Scatter plots for GM-CSF measured adult ED urine samples using an antibody based Mesoscale platform (A) and measured in pediatric ED urine samples using an aptamer based Somalogic platform (B) are presented. AUCs for the antibody based (C) and the aptamer-based platforms were similar. Units for aptamer-based detection are RFU of urine GM-CSF per mg of urine creatinine and units for antibody based detection are pg of urine GM-CSF per mg of urine creatinine. The patients were selected from an adult population from the Ohio State University Wexner Medical Center Emergency Department and included 6 culture positive and 10 culture negative samples.
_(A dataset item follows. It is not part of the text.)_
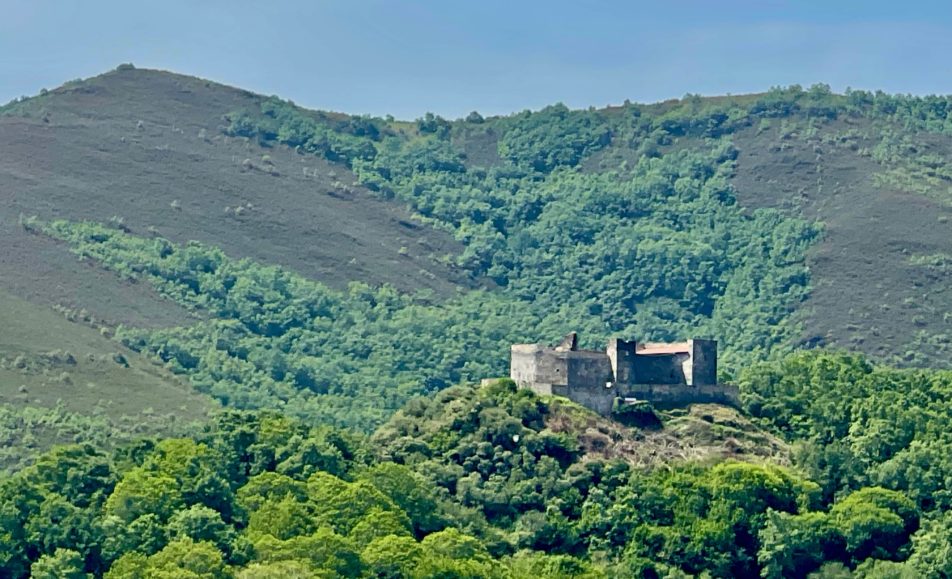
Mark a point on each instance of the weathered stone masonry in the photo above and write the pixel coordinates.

The mean (range) ages in years were 74 (65–89) for the culture positive and 62 (47–74) for the culture negative group. The majority, 4/6 (67%) in the culture positive and 8/10 (80%) in the culture negative group were female. Urine cultures grew E. coli in four patients, E. Faecalis in one patient and both E. coli and E. Faecalis in one patient. Seven of the culture negative group had no growth and three represented by gray boxes grew mixed flora. Of note these results may not differentiate UTI from asymptomatic bacteriuria which will need investigated in future studies.

https://doi.org/10.1371/journal.pone.0235328.g003

Support vector machine (SVM) predictive model optimization

The Random forest, ReliefF, and Wilcoxon rank-sum test were applied in feature selection to determine the best combination of urine protein biomarkers that achieved the best prediction performance. A total of 45 most frequently occurring urine proteins were selected during the feature selection process, with 29% of them overlapping with each other. As shown by the Venn diagram, the overlapped urine protein biomarkers selected by at least two methods include MAPK9, CXCL1, CXCL6, CXCL13, HSPA1A, E7, TYK2, PAME3, BCL6, LTF, HIST3H2A and SUMO3 (Fig 3).

The best AUC score was achieved with the SVM classifier with a radial basis function kernel (AUC score of 0.91). SVM worked best with the dataset consisting of Random forest algorithm selected urine proteins. The thirteen most frequently occurring proteins identified in feature selection during the 5-fold cross-validation process are shown in Fig 4A and S4 Material. The UTI class probability estimate calculated based on the SVM decision values for each sample are presented as Fig 4B.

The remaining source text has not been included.